Para as comunidades cristãs originárias, ser
tratado como pagão ou publicano não significava ser excomungado; para as
comunidades das sinagogas contemporâneas à comunidade de Mateus, sim. Mas, para
a comunidade cristã, ser tratado como pagão ou publicano significava ser, de
novo, destinatário do Evangelho, necessitado do anúncio. Embora o texto
litúrgico use a expressão “pecador público”, é mais adequado usar “publicano”
ou “cobrador de impostos”, pois corresponde melhor ao termo empregado pelo
autor, na língua original (em grego: τελώνης – telónes). Ora, ao longo de todo o
Evangelho, os cobradores de impostos e os pagãos são destinatários do interesse
de Jesus e, portanto, da sua Boa Nova. Essas duas categorias de pessoas eram
desprezíveis para os fariseus, mas jamais para Jesus. Inclusive, Jesus era
conhecido por «comer com os cobradores de impostos e pecadores» (Mt
9,11; 11,19). Isso quer dizer que ele jamais desprezava alguém por ser pecador
ou cobrador de impostos e por nenhum outro rótulo negativo imposto pela
sociedade e a religião do seu tempo. Ora, a comunidade cristã não pode ser
pautada pelos mesmos princípios dos fariseus, e sim pelo amor de Jesus e do
Pai, por ele revelado. Por isso, deve ter coragem de voltar atrás e recomeçar
seu caminho formativo para o discipulado, quantas vezes for necessário, indo ao
encontro daqueles e daquelas que se afastaram, como deve fazer com os
pecadores, publicanos, pagãos e todas as categorias que ainda não se deixaram
humanizar pelo amor de Jesus. Portanto, como comunidade inclusiva, a Igreja deve
buscar todos os meios para que nenhum pequenino se perca.

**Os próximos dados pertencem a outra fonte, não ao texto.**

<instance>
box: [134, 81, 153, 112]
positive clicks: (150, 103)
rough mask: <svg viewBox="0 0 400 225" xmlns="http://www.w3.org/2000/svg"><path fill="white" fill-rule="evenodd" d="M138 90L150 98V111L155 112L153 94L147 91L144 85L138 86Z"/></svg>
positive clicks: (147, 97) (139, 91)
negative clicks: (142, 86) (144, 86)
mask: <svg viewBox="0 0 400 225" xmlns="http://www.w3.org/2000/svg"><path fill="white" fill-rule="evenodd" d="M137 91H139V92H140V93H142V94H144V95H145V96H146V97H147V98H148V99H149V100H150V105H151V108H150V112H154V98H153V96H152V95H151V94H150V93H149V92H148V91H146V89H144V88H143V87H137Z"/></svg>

Continuando sua catequese sobre o esforço da
comunidade para a inclusão e a acolhida de todas as pessoas, Jesus reforça sua
instrução já dada no episódio de Cesaréia de Filipe, a respeito da comunhão e
sintonia que deve haver entre os membros da comunidade, sobretudo as
lideranças, e a vontade do Pai e da sua mesma: «Tudo o que ligardes na terra
será ligado no céu, e tudo o que desligardes na terra será desligado no céu»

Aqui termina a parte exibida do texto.